D’autres cellules immunitaires au-delà des lymphocytes T CD8+ contribuent à l’AA :
- Les lymphocytes T CD4+ déterminent la sévérité et l’étendue de la maladie
- Les lymphocytes T régulateurs pourraient jouer des rôles modulateurs importants
- Les lymphocytes T mémoire résidents pourraient être impliqués dans les récidives aux mêmes emplacements
- Les cellules NK ont des rôles fonctionnels majeurs dans la physiopathologie de l’AA
- Les lymphocytes T gamma/delta semblent jouer des rôles importants non spécifiques d’antigène dans le déclenchement de l’effondrement du privilège immunitaire
Le rôle central du privilège immunitaire du follicule pileux
Toutes les preuves suggèrent que le schéma de perte capillaire AA ne se développe pas sans effondrement préalable du privilège immunitaire physiologique relatif du follicule. Sur le plan thérapeutique, le défi principal reste de prévenir cet effondrement (pour stopper la progression) et de le restaurer durablement (pour permettre la repousse sans récidive immédiate).
Les inhibiteurs de JAK (Janus kinases) y parviennent probablement efficacement—mais pas chez tous les patients, généralement de façon temporaire, et avec des effets indésirables potentiels. La priorité absolue devrait être le développement de gardiens du privilège immunitaire universellement efficaces, bien tolérés et économiques, et la compréhension de leur production par les follicules.
Les candidats thérapeutiques prometteurs incluent le FK506 topique (tacrolimus) dans des véhicules assurant une concentration efficace aux bulbes, et les analogues systémiques « superpuissants » de l’alpha-MSH (hormone mélanotrope). La stratégie la plus attrayante pourrait être le développement d’agents topiques uprégulant la production de gardiens endogènes du privilège immunitaire comme l’alpha-MSH, TGFb1/2, IL-10 et le VIP (peptide intestinal vasoactif).

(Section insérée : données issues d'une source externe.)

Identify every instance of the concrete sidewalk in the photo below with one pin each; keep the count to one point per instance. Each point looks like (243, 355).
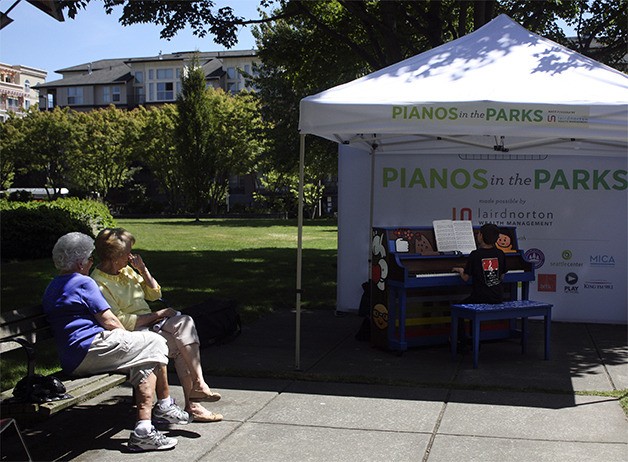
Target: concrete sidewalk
(352, 402)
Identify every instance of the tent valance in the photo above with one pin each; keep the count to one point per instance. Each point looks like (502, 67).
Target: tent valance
(500, 80)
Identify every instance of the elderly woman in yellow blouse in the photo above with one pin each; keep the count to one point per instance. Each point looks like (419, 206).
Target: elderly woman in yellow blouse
(126, 284)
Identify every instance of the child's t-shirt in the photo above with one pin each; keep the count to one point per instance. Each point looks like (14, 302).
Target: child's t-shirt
(486, 267)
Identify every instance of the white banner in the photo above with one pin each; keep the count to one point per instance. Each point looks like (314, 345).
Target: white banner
(570, 213)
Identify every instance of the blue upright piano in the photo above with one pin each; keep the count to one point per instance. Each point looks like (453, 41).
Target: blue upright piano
(413, 286)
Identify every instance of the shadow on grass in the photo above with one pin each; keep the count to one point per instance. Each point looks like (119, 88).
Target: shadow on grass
(239, 222)
(261, 280)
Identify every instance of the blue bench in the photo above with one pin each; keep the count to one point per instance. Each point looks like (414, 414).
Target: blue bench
(489, 312)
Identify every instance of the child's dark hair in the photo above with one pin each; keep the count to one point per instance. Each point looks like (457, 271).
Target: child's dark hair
(490, 233)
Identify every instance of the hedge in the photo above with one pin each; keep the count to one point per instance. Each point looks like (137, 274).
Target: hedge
(30, 229)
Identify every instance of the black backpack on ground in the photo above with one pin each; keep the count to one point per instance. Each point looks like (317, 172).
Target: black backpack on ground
(217, 321)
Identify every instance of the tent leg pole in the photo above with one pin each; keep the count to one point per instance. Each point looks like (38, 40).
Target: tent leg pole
(297, 353)
(371, 201)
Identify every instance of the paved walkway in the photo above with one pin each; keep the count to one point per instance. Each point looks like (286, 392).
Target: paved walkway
(352, 402)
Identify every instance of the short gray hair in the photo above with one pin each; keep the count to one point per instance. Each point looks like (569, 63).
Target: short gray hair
(70, 249)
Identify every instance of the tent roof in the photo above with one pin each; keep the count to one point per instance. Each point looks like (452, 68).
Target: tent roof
(500, 80)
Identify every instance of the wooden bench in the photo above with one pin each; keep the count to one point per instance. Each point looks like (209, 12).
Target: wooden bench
(27, 329)
(507, 310)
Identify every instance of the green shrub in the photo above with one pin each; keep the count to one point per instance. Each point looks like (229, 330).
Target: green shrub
(30, 229)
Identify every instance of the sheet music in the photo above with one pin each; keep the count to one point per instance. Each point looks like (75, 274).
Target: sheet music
(454, 235)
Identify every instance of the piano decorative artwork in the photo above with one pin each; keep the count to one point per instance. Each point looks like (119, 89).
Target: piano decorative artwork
(413, 286)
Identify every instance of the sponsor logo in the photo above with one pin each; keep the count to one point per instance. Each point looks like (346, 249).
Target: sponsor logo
(546, 283)
(604, 261)
(566, 256)
(536, 257)
(598, 284)
(571, 279)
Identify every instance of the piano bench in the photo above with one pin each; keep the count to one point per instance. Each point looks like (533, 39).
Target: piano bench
(477, 312)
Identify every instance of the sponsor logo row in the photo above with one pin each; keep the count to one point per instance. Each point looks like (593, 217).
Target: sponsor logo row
(570, 283)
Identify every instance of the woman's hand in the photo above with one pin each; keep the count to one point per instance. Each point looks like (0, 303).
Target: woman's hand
(166, 313)
(137, 263)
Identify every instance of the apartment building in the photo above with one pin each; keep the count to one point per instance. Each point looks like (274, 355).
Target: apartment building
(130, 82)
(18, 90)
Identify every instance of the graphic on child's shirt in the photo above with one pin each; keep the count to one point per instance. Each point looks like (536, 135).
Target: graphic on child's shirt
(491, 271)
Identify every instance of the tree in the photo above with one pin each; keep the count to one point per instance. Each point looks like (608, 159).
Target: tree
(12, 137)
(194, 139)
(108, 142)
(47, 143)
(217, 135)
(158, 150)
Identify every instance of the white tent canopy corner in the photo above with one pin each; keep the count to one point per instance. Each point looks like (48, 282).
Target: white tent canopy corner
(499, 89)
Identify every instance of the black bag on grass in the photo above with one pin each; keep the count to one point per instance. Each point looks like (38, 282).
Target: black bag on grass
(217, 321)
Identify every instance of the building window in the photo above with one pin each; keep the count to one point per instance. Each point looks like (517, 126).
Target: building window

Implications pour les futurs traitements
Cette nouvelle compréhension suggère que la prise en charge future de l’AA devrait être adaptée à la voie pathogénique spécifique de chaque patient. Cela nécessiterait des biomarqueurs diagnostiques identifiant les voies distinctes sous-tendant le schéma de réponse AA chez chaque individu.

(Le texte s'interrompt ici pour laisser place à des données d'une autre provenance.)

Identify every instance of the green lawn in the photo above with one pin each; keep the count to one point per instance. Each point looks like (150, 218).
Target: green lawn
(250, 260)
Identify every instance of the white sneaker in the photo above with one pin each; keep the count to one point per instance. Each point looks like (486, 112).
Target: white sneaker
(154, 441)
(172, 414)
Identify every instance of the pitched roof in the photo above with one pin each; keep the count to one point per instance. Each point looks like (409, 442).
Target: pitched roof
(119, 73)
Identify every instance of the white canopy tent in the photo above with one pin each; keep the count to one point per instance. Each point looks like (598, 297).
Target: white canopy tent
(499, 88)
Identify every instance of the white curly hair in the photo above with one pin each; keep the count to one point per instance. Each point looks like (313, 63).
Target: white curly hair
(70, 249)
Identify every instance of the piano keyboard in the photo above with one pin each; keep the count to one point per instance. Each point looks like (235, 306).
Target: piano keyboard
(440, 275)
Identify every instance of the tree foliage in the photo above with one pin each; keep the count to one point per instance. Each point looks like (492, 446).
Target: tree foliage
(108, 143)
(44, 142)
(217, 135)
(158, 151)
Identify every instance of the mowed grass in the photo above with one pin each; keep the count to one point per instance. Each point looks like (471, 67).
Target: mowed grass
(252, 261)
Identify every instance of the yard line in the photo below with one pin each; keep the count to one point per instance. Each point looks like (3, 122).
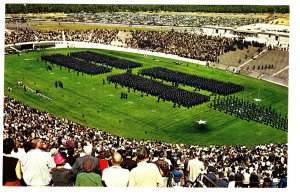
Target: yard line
(252, 58)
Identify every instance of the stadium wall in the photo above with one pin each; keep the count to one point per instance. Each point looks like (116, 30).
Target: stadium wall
(74, 44)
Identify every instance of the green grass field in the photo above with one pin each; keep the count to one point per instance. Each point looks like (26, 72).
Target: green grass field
(85, 100)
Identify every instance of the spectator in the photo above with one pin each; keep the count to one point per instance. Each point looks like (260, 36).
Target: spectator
(222, 182)
(246, 179)
(145, 174)
(116, 176)
(128, 163)
(210, 179)
(163, 167)
(239, 177)
(11, 166)
(177, 175)
(283, 181)
(195, 167)
(103, 162)
(60, 175)
(36, 165)
(22, 122)
(87, 178)
(77, 167)
(71, 159)
(254, 180)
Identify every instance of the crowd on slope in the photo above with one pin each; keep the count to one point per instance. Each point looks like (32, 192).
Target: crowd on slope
(69, 154)
(151, 19)
(194, 46)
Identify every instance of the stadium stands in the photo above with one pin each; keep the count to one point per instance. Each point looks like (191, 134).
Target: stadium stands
(264, 161)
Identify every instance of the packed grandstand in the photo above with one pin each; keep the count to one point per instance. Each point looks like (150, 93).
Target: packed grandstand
(72, 154)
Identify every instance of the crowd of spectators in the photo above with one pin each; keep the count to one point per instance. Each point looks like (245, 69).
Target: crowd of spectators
(212, 85)
(189, 45)
(158, 19)
(75, 64)
(199, 47)
(21, 36)
(106, 59)
(65, 145)
(164, 92)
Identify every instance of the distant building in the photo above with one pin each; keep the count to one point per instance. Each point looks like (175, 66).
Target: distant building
(271, 34)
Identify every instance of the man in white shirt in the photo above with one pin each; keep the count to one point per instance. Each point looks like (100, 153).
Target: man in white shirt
(116, 176)
(145, 174)
(195, 167)
(36, 165)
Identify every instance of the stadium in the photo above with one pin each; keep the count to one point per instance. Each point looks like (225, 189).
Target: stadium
(201, 92)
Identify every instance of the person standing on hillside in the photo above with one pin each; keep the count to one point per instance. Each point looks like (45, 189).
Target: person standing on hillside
(36, 165)
(145, 174)
(116, 176)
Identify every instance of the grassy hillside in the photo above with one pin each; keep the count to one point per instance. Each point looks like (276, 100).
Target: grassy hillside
(85, 100)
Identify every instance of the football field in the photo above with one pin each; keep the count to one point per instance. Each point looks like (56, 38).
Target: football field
(84, 99)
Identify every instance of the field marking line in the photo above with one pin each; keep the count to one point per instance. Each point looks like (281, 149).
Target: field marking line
(280, 71)
(252, 58)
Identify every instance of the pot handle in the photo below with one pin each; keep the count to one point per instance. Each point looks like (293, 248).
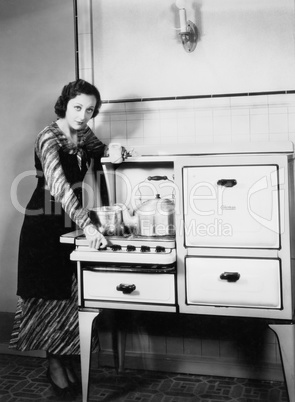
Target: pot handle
(157, 178)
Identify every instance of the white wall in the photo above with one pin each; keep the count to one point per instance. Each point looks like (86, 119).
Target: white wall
(37, 59)
(244, 46)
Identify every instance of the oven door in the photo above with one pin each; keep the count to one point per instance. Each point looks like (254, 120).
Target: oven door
(233, 282)
(231, 206)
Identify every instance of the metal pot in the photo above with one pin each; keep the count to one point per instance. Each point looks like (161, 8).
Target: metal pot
(108, 219)
(154, 217)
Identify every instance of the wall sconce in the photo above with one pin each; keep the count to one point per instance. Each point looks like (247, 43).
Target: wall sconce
(188, 30)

L’AA étant profondément territoriale (spécifique à l’emplacement), cela requerra vraisemblablement des biopsies cutanées, les biomarqueurs sanguins/sériques servant de paramètres auxiliaires. L’objectif ultime est la maîtrise de la protection et de la restauration du privilège immunitaire folliculaire, ce qui représenterait une avancée majeure dans le traitement de l’AA.
Les implications thérapeutiques clés incluent :
- L’AA auto-immune pourrait nécessiter des thérapies rétablissant la tolérance à des auto-antigènes spécifiques
- Les formes non auto-immunes pourraient répondre à des traitements maintenant le privilège immunitaire sans cibler des voies immunitaires spécifiques
- Des cures courtes d’inhibiteurs de JAK pourraient être justifiées même chez les patients non AAA avec perte capillaire extensive et résistante
- Un traitement systémique au long cours pourrait ne pas être justifié dans le sous-groupe non AAA en raison des rechutes à l’arrêt
- Le traitement devrait être personnalisé selon la voie pathogénique spécifique de chaque patient
Informations sur la source
Titre original de l’article : The Evolving Pathogenesis of Alopecia Areata: Major Open Questions
Auteur : Ralf Paus
Publication : Journal of Investigative Dermatology Symposium Proceedings (2020) 20, S6-S10
DOI : 10.1016/j.jisp.2020.04.002
Cet article vulgarisé est basé sur une recherche évaluée par les pairs publiée dans une revue dermatologique leader. L’article de perspective original a été publié dans un supplément sponsorisé par la National Alopecia Areata Foundation suite à son sommet 2018.